Exploring Burgundy: Morey-Saint-Denis

Morey-St.-Denis sits in the heartland of the Côte de Nuits, sandwiched between its more famous neighbors Chambolle-Musigny to the south and Gevrey-Chambertin to the north. Though its wines are not as undervalued as those of Auxey-Duresses, for instance, they can be somewhat easier on the pocketbook relative to the wines from neighboring communes. Perhaps most surprising is the fact that Morey-St.-Denis suffers in recognition even compared to Nuits-St.-Georges, which includes no Grand Cru vineyards, in spite of the fact that Morey does sport its fair share of great growth sites. In fact, over 50% of the acreage in Morey-St.-Denis is rated either Premier or Grand Cru, one of the highest concentrations of top sites in all of Burgundy.

So why this relative obscurity? Up until the 1960’s, nearly all of the fruit grown and wine produced in Morey was sold to négociants. And much of it was labeled, depending upon style, as either Gevrey-Chambertin or Chambolle-Musigny. It’s only since the modern swell in prominence of small estate bottlers that the individual reputation of Morey has finally started to come into its own. Still, its wines tend to be described relative to those from neighboring communes – one part grace à la Chambolle-Musigny and one part sinewy structure as in Gevrey-Chambertin.

Morey-Saint-Denis “Vieilles Vignes,” Domaine Truchot-Martin 2004
While I can’t say that Jacky Truchot’s wines are exemplars of the typicity of today’s Morey-St.-Denis, they certainly do epitomize the elegance of which the commune’s wines are capable. His is a style, based on the farming and winemaking practices he learned in the 1960’s, which expresses the deepest, oldest traditions of the region. Few if any other producers still make wines in his manner; regrettably, neither does he. Jacky retired at the end of the 2005 vintage, making this 2004 the penultimate bottling of MSD “Vieilles Vignes” ever to emerge from his estate.
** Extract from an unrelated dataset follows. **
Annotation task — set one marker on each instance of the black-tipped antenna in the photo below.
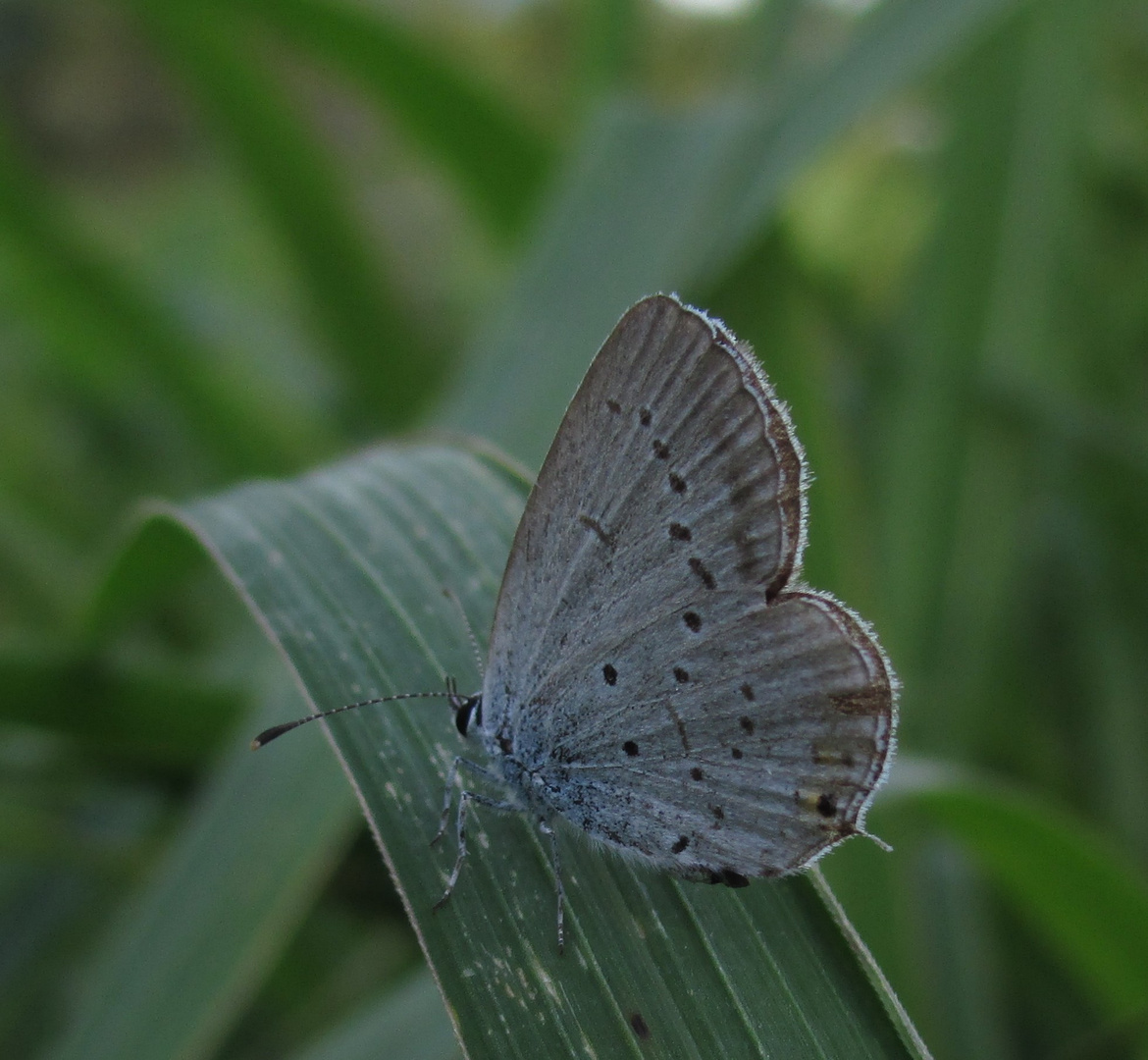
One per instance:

Like virtually all of M. Truchot’s wines, the first thing that strikes notice is the incredibly pale yet pretty hue of the wine in the glass. Pigment and tannin extraction techniques were, to say the least, subtle within Jacky’s regime. However, there is no resulting loss in savor or aroma. The wine nearly leapt from the glass. I accommodated by gladly accepting its invitation to explore. What did it taste like? The combination of aromas and flavors brought back a clear scent memory from the past: the beach. I’ve had plenty of red Burgundy’s that have hinted at the flavors of seaweed and the fishing pier; not this one. Here, the experience was literally like taking a deep inhalation while standing at the shoreline at sunset on a warm September evening – soft, fresh, invigorating and comfortably reassuring. Subjective, yes, but that was the wine. I’ll miss it.